Rob asks Laura to hit him to try to wake him up, so she gives him a wallop to the jaw. It doesn’t work, though–Rob’s still missing his thumbs (Laura, curiously, still has hers, though they don’t address this discrepancy). He watches as she drinks down some “fresh air” and accuses her of being a Twilo-ite. She turns her back on him and comments on his stained tie, confirming the existence of her “new eyes.”
And just to drive it home, Laura tells Rob that her name is “Lolak” and lifts up her hair to reveal her second set of eyes.
Rob loses it and run around the house yelling, “I gotta wake up!” Laura laughs evilly as Buddy, Sally, Mel, and Danny Thomas/Kolak enter the living room, all of them cackling. They stand over him as he cowers on the floor …
And the scene dissolves to Rob and Laura’s bedroom. The alarm clock blares as Rob and Laura both toss and turn and call out in the midst of their own nightmares, finally falling on the floor in a heap.

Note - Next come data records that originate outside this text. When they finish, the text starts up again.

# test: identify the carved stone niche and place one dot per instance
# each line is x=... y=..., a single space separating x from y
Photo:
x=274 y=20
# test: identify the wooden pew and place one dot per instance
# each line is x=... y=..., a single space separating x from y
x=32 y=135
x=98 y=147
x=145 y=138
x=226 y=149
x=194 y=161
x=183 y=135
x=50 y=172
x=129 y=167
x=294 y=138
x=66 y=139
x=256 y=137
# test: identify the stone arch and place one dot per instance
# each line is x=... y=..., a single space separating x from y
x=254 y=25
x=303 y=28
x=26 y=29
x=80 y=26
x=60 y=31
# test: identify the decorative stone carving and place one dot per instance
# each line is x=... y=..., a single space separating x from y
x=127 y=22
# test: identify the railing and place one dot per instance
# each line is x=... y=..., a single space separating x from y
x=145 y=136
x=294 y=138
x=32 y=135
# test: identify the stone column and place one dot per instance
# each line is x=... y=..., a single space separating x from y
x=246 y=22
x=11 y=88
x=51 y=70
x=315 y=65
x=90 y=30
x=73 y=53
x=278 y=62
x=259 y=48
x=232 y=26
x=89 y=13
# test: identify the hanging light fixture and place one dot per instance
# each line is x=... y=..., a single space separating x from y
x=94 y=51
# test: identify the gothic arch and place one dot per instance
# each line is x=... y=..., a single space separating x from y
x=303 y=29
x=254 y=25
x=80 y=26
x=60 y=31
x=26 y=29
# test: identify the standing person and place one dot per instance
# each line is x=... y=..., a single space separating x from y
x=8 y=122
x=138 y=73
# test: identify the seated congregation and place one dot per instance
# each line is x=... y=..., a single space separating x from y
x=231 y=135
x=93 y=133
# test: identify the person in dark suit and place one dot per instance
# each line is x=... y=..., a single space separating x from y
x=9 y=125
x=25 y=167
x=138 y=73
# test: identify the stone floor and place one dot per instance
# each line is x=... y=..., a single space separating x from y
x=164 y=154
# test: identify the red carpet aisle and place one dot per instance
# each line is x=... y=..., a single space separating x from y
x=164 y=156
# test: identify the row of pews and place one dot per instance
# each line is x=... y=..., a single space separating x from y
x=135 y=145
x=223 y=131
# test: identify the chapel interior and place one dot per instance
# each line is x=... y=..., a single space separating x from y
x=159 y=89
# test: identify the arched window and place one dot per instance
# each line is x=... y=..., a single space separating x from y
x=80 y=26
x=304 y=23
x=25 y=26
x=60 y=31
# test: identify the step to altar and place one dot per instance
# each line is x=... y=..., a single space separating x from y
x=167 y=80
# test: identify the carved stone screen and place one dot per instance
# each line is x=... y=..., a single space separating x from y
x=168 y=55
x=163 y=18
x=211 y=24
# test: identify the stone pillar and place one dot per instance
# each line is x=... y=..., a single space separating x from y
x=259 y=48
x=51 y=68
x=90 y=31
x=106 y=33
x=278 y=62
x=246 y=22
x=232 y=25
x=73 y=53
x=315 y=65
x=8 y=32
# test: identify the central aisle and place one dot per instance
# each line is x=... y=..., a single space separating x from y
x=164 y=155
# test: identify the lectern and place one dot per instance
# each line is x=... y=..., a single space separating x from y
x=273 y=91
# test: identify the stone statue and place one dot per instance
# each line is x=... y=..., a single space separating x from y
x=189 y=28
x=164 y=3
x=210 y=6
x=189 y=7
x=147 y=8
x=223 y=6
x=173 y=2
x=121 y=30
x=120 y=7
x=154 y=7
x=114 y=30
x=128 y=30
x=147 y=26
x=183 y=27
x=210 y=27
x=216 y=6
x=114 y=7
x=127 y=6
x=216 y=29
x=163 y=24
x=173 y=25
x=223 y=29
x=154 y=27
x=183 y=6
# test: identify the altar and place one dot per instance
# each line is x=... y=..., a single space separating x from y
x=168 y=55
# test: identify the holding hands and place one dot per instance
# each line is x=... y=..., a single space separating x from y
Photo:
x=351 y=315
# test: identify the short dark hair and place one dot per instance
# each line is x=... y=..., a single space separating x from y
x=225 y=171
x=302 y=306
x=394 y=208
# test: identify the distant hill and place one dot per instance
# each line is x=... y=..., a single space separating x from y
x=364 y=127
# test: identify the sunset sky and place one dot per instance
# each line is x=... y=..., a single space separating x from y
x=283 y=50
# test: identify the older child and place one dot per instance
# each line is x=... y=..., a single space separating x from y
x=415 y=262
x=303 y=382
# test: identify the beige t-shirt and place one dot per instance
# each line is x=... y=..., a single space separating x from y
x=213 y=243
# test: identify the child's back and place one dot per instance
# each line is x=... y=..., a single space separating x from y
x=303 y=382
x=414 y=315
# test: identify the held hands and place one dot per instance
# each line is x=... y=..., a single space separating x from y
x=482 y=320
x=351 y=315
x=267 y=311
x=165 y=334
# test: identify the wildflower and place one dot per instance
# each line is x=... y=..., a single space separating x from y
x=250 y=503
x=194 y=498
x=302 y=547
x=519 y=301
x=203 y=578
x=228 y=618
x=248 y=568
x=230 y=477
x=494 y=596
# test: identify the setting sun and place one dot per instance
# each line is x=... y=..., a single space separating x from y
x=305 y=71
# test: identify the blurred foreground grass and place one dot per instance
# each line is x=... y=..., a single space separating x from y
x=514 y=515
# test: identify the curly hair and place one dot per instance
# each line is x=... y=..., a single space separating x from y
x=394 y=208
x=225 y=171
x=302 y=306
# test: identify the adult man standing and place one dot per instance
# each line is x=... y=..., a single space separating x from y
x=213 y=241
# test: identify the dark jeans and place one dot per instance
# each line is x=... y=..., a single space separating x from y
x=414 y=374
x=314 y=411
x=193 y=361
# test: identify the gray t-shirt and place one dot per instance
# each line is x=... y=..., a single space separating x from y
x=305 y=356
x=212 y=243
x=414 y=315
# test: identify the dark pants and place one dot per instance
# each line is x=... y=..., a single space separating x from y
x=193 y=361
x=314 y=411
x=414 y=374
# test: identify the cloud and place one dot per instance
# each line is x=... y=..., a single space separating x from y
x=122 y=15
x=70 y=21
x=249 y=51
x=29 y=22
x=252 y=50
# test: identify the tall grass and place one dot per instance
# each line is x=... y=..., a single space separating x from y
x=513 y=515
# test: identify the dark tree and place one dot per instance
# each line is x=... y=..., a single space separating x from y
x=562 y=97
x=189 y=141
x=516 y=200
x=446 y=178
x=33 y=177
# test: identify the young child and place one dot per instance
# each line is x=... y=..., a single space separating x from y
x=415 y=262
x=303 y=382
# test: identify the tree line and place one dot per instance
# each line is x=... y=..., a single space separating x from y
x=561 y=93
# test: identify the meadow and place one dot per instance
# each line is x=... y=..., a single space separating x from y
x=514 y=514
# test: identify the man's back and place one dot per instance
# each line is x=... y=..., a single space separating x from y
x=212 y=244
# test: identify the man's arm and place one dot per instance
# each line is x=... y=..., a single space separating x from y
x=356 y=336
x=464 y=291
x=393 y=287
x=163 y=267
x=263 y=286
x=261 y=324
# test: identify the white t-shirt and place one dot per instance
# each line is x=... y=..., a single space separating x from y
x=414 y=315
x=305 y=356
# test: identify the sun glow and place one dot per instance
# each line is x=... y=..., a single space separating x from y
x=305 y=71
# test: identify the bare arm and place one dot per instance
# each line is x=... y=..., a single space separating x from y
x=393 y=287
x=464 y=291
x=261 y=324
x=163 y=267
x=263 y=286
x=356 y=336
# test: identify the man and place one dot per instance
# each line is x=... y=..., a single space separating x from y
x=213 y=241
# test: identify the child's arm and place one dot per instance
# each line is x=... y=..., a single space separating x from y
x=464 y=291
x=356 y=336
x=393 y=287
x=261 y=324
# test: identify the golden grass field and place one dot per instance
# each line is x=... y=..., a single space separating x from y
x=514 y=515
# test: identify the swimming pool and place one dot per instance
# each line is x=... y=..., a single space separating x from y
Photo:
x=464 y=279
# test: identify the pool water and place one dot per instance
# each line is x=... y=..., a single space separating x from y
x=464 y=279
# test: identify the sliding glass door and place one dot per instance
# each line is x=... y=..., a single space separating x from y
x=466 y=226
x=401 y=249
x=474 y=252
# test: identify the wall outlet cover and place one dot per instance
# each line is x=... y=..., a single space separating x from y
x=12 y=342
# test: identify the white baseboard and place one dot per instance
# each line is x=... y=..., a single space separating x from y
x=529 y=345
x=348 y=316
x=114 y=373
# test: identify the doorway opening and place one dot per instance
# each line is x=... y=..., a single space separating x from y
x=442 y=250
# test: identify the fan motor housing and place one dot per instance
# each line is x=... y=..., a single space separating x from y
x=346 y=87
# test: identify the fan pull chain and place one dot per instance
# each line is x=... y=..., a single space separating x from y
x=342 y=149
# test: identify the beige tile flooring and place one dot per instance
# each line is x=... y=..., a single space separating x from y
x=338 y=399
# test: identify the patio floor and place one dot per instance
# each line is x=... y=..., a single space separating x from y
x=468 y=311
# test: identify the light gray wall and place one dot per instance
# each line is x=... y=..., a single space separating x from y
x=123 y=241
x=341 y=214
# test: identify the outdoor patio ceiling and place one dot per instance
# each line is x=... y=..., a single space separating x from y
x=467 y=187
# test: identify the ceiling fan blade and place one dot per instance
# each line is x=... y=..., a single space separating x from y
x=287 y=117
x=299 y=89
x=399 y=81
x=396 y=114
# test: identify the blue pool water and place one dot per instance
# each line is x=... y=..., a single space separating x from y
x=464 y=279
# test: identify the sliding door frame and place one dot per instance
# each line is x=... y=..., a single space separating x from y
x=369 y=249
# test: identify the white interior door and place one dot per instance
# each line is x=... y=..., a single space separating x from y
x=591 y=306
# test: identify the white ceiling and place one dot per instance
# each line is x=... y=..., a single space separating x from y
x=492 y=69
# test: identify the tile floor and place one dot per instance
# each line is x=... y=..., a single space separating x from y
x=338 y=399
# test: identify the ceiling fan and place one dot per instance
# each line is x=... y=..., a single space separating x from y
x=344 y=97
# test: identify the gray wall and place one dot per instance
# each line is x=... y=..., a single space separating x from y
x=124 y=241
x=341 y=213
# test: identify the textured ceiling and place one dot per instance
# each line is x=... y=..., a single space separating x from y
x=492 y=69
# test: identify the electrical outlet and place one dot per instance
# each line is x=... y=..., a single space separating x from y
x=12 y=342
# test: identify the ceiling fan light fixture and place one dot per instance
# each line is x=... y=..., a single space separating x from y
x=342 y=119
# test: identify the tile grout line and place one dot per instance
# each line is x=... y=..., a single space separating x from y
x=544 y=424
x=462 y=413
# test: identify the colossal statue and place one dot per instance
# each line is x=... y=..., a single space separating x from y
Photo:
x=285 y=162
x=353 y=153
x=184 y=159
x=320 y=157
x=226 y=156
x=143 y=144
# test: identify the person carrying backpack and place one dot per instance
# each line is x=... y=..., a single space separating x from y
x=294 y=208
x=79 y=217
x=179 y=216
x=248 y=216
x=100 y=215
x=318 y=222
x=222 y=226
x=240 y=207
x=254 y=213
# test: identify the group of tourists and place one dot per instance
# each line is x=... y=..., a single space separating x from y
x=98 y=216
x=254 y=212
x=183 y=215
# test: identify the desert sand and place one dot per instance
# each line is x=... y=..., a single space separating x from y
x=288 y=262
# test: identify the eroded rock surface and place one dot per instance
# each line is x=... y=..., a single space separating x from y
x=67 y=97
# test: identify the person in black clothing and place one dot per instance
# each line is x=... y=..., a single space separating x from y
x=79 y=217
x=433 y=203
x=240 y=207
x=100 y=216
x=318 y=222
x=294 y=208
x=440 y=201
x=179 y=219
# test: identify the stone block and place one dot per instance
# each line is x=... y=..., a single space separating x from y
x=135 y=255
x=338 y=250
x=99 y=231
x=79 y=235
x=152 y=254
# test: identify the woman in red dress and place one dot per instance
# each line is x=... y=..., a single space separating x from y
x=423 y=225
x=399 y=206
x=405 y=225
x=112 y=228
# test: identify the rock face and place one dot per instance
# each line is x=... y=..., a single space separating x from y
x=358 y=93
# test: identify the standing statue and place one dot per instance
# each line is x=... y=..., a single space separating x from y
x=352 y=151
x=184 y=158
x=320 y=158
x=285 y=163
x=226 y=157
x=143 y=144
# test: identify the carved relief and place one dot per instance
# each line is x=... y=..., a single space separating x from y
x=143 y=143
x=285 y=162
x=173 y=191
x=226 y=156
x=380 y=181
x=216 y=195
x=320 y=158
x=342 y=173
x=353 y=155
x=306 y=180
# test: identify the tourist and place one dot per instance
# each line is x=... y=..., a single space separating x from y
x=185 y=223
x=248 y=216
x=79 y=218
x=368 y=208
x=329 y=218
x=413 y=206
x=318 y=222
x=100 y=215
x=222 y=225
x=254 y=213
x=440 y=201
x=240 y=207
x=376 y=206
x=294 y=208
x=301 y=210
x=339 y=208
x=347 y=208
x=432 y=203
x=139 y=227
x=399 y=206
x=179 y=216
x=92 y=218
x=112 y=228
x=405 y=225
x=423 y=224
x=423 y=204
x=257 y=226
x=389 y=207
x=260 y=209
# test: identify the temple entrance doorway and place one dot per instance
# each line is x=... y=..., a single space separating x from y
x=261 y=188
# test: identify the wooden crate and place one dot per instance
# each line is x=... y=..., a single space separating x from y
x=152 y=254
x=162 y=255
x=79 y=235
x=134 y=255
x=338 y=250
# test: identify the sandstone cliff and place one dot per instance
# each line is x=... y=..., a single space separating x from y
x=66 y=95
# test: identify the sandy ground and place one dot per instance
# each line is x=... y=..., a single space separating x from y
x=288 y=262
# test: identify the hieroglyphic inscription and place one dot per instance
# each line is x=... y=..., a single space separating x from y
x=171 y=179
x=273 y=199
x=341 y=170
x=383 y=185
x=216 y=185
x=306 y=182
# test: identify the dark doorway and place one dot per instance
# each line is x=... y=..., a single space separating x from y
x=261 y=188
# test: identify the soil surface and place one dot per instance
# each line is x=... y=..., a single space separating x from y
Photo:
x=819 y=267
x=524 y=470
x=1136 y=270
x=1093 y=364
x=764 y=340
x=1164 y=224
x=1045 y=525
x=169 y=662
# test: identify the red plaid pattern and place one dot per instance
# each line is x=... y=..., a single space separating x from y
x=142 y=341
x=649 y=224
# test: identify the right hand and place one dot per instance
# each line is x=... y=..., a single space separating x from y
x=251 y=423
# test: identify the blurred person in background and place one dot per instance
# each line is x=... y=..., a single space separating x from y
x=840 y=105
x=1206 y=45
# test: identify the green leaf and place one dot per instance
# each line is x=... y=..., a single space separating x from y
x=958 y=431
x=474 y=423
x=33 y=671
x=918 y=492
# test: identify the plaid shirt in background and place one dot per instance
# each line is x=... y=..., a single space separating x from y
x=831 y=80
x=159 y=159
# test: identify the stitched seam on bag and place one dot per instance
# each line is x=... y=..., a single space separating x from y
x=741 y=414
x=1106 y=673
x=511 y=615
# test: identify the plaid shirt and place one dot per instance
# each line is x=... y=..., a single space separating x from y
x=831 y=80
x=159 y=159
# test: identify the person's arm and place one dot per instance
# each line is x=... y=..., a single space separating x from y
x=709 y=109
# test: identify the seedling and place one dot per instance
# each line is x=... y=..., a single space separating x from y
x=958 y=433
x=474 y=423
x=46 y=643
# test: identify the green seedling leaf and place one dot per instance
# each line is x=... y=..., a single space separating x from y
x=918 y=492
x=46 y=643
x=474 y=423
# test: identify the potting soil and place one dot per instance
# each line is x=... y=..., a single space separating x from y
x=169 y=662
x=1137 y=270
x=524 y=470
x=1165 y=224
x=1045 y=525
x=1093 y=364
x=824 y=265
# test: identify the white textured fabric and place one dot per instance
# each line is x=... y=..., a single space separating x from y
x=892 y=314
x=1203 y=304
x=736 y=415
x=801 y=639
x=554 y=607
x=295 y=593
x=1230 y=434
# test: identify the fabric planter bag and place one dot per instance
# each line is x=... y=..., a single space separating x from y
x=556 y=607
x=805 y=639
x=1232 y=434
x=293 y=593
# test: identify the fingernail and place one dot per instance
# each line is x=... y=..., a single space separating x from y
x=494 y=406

Rob tells Laura about his dream, and she tells him she had a bad one of her own:
“I dreamt that Danny Thomas was chasing me and throwing walnuts at me, and every place he hit me, I’d lose a thumb and grow an eye!”
They huddle together for comfort, wishing it were morning.
As the episode ends, Rob and Laura have gone back to their respective beds, but are unable to sleep. Rob proposes that they watch some television. Their only late-night options, however, are an exercise program and something called “The Werewolf from Outer Space.”
“It May Look Like a Walnut” was written by show creator Carl Reiner (who did not appear in the episode in his recurring role as Alan Brady, as that character would not be fully shown onscreen until the fourth season). Overall, it’s one of the most highly entertaining half-hours of television that I have ever seen. Of the roughly two dozen TDVDS episodes I’ve watched in the past, this one is by far my favorite, if only for the smart parodic elements and Van Dyke’s amazing reaction shots throughout the show. The scene where Laura comes out of the closet riding a wave of walnuts is a classic image, and one that never fails to make me smile. Also, the addition of Danny Thomas, who by this point was in the midst of filming the tenth season of his popular sitcom Make Room for Daddy, is a welcome one–his appearance is relatively brief, but he gets some of the biggest laughs of all.
And trust me–once you’ve seen this episode, you’ll never look at a walnut the same way again.